Greta Thunberg acusa líderes mundiais de inação face a crise climática

por Inês Moreira Santos - RTP
Fredrik Sandberg - EPA

A poucos dias do início da COP26, que vai decorrer na cidade de Glasgow de 31 de outubro a 12 de novembro, Greta Thunberg acusou os líderes mundiais, particularmente os das grandes nações, de negação e até inação na resposta à crise climática, durante "décadas de blá, blá, blá". Num artigo de opinião, a ativista criticou também os Estados Unidos, o Reino Unido e a China por distorcerem os dados estatísticos das emissões para parecer que os níveis tinham sido reduzidos.

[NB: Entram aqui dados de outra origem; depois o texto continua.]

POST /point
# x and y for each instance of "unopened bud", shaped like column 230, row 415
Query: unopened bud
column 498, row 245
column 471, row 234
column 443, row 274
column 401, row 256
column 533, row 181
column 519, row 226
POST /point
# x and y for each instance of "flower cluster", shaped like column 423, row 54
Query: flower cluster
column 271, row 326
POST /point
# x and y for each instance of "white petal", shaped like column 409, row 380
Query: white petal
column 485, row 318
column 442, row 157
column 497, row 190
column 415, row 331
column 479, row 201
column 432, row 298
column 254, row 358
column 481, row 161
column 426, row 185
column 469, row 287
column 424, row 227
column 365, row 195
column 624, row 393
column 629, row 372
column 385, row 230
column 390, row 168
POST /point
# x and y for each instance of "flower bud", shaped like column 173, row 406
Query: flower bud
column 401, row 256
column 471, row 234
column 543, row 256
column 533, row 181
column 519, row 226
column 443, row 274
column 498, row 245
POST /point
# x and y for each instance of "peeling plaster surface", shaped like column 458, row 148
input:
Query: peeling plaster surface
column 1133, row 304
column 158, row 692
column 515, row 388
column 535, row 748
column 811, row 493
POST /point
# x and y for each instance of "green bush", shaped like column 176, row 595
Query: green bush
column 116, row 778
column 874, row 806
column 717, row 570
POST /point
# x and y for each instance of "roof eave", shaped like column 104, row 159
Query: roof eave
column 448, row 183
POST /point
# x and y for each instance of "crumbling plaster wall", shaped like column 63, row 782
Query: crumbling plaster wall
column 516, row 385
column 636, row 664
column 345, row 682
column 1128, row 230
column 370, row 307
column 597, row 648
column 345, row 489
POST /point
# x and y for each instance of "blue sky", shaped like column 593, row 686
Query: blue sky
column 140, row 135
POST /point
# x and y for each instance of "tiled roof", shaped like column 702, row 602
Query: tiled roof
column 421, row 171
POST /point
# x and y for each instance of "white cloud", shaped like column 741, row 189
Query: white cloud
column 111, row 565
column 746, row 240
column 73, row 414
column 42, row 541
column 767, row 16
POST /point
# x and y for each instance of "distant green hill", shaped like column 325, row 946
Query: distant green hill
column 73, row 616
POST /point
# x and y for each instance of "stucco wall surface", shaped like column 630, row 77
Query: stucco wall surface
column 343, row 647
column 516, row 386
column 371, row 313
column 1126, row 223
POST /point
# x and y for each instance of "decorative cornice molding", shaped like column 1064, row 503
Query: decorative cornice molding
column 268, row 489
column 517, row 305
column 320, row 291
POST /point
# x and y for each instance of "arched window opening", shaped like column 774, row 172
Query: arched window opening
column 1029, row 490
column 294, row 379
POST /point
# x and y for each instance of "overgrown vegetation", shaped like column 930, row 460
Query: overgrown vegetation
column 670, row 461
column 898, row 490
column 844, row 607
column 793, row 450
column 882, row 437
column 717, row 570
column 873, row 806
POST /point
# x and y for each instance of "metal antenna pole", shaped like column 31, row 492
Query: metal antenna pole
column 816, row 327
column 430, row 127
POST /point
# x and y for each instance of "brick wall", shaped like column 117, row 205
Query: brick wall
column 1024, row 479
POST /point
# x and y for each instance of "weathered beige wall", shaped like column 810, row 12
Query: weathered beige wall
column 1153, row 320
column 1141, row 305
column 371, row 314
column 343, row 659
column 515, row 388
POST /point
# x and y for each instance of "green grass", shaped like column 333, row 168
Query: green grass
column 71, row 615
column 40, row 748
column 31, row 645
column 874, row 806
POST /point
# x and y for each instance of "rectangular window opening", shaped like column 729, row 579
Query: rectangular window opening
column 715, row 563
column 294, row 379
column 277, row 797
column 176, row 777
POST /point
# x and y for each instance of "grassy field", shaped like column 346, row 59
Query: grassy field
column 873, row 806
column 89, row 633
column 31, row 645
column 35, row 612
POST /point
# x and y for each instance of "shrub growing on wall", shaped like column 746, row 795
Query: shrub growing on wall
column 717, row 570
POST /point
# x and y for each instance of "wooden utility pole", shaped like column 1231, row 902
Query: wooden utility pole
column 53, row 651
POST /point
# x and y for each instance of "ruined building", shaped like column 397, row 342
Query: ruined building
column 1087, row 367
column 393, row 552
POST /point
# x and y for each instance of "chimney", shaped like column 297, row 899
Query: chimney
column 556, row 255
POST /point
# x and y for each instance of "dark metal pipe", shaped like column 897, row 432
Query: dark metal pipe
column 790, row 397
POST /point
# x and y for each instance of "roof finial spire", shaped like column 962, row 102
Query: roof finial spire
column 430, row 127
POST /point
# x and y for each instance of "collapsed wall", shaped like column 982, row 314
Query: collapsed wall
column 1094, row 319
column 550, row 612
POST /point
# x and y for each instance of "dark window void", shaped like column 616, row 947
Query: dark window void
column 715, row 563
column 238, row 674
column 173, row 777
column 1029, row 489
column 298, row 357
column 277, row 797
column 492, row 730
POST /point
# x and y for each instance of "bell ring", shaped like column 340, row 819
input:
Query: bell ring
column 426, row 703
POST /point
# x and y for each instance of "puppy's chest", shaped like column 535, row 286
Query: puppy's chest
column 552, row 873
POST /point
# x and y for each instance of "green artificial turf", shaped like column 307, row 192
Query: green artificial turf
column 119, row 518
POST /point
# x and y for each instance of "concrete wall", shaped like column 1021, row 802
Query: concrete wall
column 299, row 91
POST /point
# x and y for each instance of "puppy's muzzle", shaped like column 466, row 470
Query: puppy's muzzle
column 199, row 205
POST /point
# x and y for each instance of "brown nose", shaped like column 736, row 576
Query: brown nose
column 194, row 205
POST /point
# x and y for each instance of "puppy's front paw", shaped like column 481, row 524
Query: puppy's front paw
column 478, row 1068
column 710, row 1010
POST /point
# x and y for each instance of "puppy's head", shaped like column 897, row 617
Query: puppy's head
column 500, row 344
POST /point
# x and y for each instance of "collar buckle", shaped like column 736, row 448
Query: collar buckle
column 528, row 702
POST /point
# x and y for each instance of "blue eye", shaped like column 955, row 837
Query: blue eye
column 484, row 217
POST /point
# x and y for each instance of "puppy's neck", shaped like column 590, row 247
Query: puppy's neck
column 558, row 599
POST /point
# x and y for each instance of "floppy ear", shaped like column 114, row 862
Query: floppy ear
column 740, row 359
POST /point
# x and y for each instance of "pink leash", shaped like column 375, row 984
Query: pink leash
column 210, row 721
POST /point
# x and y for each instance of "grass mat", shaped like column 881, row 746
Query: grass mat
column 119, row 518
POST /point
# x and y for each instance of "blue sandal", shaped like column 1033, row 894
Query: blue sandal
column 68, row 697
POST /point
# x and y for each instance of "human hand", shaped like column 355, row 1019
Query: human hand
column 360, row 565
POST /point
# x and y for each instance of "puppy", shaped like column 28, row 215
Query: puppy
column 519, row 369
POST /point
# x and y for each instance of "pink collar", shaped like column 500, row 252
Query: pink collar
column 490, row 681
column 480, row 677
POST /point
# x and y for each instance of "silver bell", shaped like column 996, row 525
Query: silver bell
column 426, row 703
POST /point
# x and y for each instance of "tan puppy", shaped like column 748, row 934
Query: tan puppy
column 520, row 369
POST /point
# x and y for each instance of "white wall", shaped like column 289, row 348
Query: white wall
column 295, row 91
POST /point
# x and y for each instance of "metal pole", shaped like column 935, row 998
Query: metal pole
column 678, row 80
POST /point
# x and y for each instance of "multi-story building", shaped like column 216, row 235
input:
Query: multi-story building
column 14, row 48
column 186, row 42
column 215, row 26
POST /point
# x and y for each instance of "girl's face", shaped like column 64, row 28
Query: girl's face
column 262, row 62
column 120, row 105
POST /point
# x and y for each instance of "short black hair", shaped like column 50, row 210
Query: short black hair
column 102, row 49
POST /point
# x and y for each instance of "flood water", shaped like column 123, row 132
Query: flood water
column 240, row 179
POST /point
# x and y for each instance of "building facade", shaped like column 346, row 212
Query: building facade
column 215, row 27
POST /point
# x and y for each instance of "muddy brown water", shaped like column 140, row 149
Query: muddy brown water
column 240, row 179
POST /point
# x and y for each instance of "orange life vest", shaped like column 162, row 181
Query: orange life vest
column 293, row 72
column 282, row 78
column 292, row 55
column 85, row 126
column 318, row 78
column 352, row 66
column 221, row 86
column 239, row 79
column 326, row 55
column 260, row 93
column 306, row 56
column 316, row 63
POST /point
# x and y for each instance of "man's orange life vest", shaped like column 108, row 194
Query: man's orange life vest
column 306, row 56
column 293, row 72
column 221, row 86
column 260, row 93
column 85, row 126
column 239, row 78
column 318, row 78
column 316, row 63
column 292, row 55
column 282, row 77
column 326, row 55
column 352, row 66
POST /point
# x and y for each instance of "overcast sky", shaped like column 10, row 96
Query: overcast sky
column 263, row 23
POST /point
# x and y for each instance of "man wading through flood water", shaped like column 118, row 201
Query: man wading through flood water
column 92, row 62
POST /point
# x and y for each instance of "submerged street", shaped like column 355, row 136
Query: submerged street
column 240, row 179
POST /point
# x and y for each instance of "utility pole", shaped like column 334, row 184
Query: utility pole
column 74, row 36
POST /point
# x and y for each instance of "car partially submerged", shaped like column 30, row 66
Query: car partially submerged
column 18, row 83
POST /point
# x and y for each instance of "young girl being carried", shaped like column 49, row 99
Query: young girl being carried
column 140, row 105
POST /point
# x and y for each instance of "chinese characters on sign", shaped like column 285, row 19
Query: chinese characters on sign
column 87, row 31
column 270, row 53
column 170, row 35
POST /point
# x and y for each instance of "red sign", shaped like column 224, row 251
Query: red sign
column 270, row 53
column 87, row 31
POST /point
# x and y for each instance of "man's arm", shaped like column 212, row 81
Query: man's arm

"A negação da crise climática e ecológica é tão profunda que já quase ninguém se apercebe. Como ninguém trata esta crise como uma crise, os alertas continuam a afogar-se numa maré constante de greenwash [anglicismo que siginifica 'banho verde', referindo-se à injustificada apropriação de virtudes ambientalistas] e nos temas diários das notícias nos media", começou por escrever, numa crónica para o Guardian, Greta Thunberg.

António Guterres classificou o último relatório do IPCC sobre a crise climática como um "código vermelho" para a humanidade, recordou a ativista, citando-o: "Estamos à beira do abismo".

Mas nem as palavras e os alertas do secretário-geral das Nações Unidas deixaram em alarme a "nossa sociedade". Embora ainda haja esperança, a ativista sueca considera que é necessária "honestidade",  porque "a ciência não mente".

"Os factos são de uma clareza cristalina, mas simplesmente continuamos a recusar aceitá-los. Recusamo-nos a reconhecer que, agora, temos de escolher entre salvar o planeta vivo ou salvar o nosso estilo de vida insustentável. Porque queremos os dois. Exigimos ambos".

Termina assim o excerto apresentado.